Cour administrative d'appel de Versailles — Décision N° CAA78-25VE00789

mardi 20 janvier 2026

JuridictionCour administrative d'appel de Versailles
SectionCour administrative d'appel de Versailles
N° DossierCAA78-25VE00789
TypeDécision
Recoursexcès de pouvoir
PublicationC
Formation4ème Chambre
Avocat requérantSCP D'AVOCATS SAIDJI & MOREAU

Texte intégral

Vu la procédure suivante :

Procédure contentieuse antérieure :

M. A... et Mme C... B... ont demandé au tribunal administratif de Versailles, à titre principal, d’annuler la décision du 8 janvier 2018 par laquelle le maire de la commune de Palaiseau a rejeté leur recours gracieux tendant à l’abrogation de la délibération du conseil municipal de Palaiseau du 30 juin 2017 décidant le transfert de propriété de la voie du Panorama au sein du domaine public communal, ou à titre subsidiaire, de surseoir à statuer dans l’attente de la décision du juge judiciaire sur leur action en bornage et, en tout état de cause, de mettre à la charge de la commune de Palaiseau le versement de la somme de 1 000 euros au titre de l’article L. 761-1 du code de justice administrative.

Par un jugement n° 1801773 du 22 décembre 2020, le tribunal administratif de Versailles a rejeté leur demande.

Par un arrêt n° 21VE00477 du 13 octobre 2023, la cour administrative d’appel de Versailles, sur appel de M. et Mme B..., a annulé ce jugement et la délibération du 30 juin 2017 en tant qu’elle intègre dans le domaine public communal l’escalier situé le long de la voie du Panorama et une rampe pour véhicules attenante.

Par une décision n° 490096 du 10 mars 2025, le Conseil d'Etat a annulé cet arrêt et renvoyé l’affaire devant la cour.

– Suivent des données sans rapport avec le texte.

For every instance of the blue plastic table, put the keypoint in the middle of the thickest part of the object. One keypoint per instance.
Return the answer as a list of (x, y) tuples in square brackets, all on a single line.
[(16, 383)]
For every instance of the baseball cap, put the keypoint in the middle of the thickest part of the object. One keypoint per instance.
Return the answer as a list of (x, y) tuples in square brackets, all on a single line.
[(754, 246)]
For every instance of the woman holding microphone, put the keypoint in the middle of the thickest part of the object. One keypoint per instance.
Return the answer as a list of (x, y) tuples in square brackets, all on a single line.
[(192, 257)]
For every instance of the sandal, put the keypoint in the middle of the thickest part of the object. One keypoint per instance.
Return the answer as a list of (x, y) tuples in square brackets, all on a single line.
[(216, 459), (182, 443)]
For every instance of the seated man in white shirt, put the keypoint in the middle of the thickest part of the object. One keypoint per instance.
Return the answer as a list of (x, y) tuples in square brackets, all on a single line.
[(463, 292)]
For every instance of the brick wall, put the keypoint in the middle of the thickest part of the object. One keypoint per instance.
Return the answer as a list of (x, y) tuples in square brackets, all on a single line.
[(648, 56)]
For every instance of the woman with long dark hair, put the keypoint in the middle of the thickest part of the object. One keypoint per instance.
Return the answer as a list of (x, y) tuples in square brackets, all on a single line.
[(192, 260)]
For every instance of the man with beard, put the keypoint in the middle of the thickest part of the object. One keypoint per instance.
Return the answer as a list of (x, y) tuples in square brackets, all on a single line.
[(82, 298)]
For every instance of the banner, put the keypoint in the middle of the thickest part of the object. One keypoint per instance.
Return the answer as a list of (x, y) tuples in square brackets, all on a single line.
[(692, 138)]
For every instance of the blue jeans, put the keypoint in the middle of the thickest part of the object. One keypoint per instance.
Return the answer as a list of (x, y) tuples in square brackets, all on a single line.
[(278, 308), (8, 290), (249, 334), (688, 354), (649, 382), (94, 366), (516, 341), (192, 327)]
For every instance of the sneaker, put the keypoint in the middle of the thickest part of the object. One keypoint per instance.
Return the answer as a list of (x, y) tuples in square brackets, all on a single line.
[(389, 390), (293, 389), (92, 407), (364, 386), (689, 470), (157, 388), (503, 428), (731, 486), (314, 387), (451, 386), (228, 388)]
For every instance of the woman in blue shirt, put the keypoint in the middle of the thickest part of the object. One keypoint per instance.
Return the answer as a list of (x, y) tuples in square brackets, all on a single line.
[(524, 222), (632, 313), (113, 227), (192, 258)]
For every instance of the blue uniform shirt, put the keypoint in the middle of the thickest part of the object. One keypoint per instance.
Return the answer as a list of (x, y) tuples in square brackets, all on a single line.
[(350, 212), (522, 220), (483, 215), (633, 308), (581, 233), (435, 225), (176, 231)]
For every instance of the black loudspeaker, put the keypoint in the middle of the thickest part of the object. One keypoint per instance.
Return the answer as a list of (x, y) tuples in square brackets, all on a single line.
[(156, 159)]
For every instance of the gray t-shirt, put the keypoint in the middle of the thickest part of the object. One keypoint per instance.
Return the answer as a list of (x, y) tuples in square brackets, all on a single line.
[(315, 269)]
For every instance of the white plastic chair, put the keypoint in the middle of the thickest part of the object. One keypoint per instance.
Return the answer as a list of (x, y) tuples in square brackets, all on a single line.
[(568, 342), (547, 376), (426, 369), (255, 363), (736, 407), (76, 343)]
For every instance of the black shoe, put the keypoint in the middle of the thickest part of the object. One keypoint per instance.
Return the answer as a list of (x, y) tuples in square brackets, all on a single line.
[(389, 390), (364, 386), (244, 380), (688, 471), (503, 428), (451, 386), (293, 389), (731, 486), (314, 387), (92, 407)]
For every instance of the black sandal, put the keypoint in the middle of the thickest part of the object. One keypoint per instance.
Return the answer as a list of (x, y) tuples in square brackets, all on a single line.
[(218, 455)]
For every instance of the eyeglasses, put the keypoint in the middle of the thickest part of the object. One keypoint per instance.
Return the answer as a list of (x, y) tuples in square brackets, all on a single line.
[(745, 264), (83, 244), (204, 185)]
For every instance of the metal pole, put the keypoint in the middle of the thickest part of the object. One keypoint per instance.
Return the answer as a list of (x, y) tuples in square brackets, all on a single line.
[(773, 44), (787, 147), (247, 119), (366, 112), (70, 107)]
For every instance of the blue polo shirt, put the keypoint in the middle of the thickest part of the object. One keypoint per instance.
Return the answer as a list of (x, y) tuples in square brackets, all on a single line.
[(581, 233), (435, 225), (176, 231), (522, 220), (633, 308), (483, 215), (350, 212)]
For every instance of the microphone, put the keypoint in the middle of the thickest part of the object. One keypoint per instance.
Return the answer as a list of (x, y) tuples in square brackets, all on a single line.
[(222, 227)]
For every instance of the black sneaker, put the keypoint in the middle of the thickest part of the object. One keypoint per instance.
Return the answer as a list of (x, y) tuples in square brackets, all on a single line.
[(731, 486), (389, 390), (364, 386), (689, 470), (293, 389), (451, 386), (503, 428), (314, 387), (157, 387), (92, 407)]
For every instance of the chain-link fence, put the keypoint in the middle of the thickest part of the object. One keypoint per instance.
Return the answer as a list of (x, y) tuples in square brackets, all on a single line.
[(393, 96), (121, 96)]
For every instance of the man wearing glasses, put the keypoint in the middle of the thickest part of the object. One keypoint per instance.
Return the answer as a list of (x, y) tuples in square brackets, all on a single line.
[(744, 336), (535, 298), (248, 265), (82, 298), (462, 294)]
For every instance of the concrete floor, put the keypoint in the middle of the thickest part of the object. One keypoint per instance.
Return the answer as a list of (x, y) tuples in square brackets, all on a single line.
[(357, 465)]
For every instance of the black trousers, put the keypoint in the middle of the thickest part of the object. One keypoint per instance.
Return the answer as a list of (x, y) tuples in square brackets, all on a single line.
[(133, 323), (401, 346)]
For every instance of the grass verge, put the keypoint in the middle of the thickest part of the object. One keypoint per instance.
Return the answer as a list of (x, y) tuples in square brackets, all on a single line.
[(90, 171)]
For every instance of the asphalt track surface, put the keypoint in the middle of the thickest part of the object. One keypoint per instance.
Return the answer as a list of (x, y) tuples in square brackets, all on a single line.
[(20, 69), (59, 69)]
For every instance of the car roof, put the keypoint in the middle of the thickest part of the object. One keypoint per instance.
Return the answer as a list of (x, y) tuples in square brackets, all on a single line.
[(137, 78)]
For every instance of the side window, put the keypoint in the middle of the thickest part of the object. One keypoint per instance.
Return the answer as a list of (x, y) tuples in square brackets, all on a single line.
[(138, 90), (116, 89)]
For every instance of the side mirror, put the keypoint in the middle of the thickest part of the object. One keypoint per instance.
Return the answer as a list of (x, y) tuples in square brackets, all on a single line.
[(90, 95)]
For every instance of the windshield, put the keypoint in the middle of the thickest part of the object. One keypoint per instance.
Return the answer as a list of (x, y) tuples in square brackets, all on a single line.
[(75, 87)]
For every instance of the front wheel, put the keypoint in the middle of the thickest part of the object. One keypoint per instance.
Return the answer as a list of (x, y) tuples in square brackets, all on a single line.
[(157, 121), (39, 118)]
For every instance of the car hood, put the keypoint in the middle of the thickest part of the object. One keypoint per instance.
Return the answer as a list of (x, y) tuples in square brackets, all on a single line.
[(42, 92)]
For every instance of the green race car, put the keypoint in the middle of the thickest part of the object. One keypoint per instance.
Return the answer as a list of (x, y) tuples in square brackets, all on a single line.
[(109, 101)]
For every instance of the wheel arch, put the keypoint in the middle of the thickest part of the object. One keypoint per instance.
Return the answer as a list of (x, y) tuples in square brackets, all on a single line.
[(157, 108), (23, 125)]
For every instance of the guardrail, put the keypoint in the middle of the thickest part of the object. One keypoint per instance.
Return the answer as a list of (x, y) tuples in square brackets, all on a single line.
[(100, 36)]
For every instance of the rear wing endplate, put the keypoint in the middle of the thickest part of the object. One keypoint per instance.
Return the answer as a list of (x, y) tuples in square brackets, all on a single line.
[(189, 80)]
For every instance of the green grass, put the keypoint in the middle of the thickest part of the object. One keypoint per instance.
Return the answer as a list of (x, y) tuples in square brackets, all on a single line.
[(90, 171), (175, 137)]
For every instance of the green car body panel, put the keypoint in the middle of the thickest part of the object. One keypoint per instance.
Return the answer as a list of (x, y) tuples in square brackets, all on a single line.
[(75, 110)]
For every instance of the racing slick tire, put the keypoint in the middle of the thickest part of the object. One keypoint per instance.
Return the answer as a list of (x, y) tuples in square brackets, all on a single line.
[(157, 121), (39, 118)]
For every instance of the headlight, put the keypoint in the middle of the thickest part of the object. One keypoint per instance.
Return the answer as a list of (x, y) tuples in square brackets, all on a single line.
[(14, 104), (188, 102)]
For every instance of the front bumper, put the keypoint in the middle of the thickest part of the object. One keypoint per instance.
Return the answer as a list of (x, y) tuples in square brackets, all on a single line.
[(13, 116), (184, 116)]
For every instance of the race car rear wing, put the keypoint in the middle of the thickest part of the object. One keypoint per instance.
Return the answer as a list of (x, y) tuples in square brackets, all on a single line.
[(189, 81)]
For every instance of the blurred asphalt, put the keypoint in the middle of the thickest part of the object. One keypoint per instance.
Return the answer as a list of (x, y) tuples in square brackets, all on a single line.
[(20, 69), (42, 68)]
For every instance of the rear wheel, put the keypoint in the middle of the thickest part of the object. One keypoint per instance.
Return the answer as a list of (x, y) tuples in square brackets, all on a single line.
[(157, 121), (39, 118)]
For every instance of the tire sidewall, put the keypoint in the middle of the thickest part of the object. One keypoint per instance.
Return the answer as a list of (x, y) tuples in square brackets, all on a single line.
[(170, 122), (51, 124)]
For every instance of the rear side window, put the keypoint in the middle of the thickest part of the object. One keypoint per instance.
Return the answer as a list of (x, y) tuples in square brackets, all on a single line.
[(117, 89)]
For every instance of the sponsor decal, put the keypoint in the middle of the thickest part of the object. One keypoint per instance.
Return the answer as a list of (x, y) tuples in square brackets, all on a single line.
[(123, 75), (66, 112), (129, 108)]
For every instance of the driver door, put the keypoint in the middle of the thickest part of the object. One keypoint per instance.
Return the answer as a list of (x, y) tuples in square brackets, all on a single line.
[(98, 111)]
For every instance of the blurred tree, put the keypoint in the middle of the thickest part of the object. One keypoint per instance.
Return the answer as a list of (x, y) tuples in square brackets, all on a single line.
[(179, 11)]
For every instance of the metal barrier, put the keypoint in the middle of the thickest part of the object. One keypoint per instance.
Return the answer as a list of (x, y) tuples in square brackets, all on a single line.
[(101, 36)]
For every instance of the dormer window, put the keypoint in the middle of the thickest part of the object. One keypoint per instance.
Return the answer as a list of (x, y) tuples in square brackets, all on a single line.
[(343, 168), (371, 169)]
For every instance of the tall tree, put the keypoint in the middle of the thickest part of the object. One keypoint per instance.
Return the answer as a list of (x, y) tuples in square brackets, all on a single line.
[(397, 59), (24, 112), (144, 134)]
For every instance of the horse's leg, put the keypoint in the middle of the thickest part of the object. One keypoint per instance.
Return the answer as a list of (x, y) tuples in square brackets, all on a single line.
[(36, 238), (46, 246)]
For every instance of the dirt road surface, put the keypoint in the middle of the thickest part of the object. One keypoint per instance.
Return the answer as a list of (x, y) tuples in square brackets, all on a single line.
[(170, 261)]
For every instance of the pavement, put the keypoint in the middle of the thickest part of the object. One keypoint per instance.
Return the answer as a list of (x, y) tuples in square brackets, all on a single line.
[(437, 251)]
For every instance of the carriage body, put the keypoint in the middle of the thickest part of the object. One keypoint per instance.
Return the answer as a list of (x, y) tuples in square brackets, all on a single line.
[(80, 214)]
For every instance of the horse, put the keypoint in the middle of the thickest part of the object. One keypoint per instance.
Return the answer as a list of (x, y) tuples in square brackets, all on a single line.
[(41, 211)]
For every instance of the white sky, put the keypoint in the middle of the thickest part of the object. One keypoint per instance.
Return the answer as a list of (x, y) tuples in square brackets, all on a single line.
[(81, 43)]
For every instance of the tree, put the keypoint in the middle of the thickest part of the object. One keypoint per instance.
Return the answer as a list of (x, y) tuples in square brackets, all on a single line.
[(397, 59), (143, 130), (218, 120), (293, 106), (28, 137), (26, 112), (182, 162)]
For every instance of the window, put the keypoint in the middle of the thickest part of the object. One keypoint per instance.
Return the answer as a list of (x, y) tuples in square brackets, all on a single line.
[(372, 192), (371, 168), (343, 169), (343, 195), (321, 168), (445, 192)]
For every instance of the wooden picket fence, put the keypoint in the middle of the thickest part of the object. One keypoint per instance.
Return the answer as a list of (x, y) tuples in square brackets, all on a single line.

Procédure devant la cour :

Par une requête et un mémoire enregistrés respectivement les 17 février 2021 et 25 avril 2025, M. et Mme B..., représentés par Me Moreau, demandent à la cour, dans le dernier état de leurs conclusions :

1°) d’annuler le jugement n° 1801773 du 22 décembre 2020 du tribunal administratif de Versailles ;

2°) à titre principal, d’annuler la délibération du conseil municipal de Palaiseau du 30 juin 2017 ;

3°) à titre subsidiaire, d’ordonner une médiation judiciaire ;

4°) de mettre à la charge de la commune de Palaiseau la somme de 2 500 euros au titre de l’article L. 761-1 du code de justice administrative.

Ils soutiennent que :
le jugement attaqué est irrégulier dès lors qu’il n’a pas statué sur le moyen tiré de l’expropriation irrégulière d’une partie de leur propriété par la commune de Palaiseau ;
le maire de la commune de Palaiseau est en situation de compétence liée et ne peut refuser d’inscrire à l’ordre du jour du conseil municipal la question de l’abrogation de la délibération du 30 juin 2017 décidant le transfert de propriété de la voie du Panorama ;
une telle délibération ne pouvait être prise que par le conseil municipal de la commune et non par son maire ;
l’escalier situé le long de la voie du Panorama et la rampe pour véhicules attenante dont ils sont propriétaires ne peuvent être regardés comme constituant une voie privée ouverte à la circulation publique au sens de l’article L. 318-3 du code de l’urbanisme, dès lors qu’ils ne constituent ni une voie, ni un accessoire indispensable à une voie dont ils seraient contigus.

Par des mémoires en défense, enregistrés les 23 mars 2022 et 10 juillet 2025, la commune de Palaiseau, représentée par Me de Soto, conclut au rejet de la requête et à ce que soit mise à la charge de M. et Mme B... la somme de 2 000 euros au titre de l’article L. 761-1 du code de justice administrative.

Elle soutient que :
- la décision portant transfert d’office d’une voie privée dans le domaine public communal constitue une décision administrative ni réglementaire, ni individuelle et qui ne crée aucun droit ; par suite, l’administration n’est tenue d’abroger une telle décision que si elle est devenue illégale en raison de circonstances de fait et de droit postérieures à son édiction ;
- les moyens soulevés par M. et Mme B... ne sont pas fondés.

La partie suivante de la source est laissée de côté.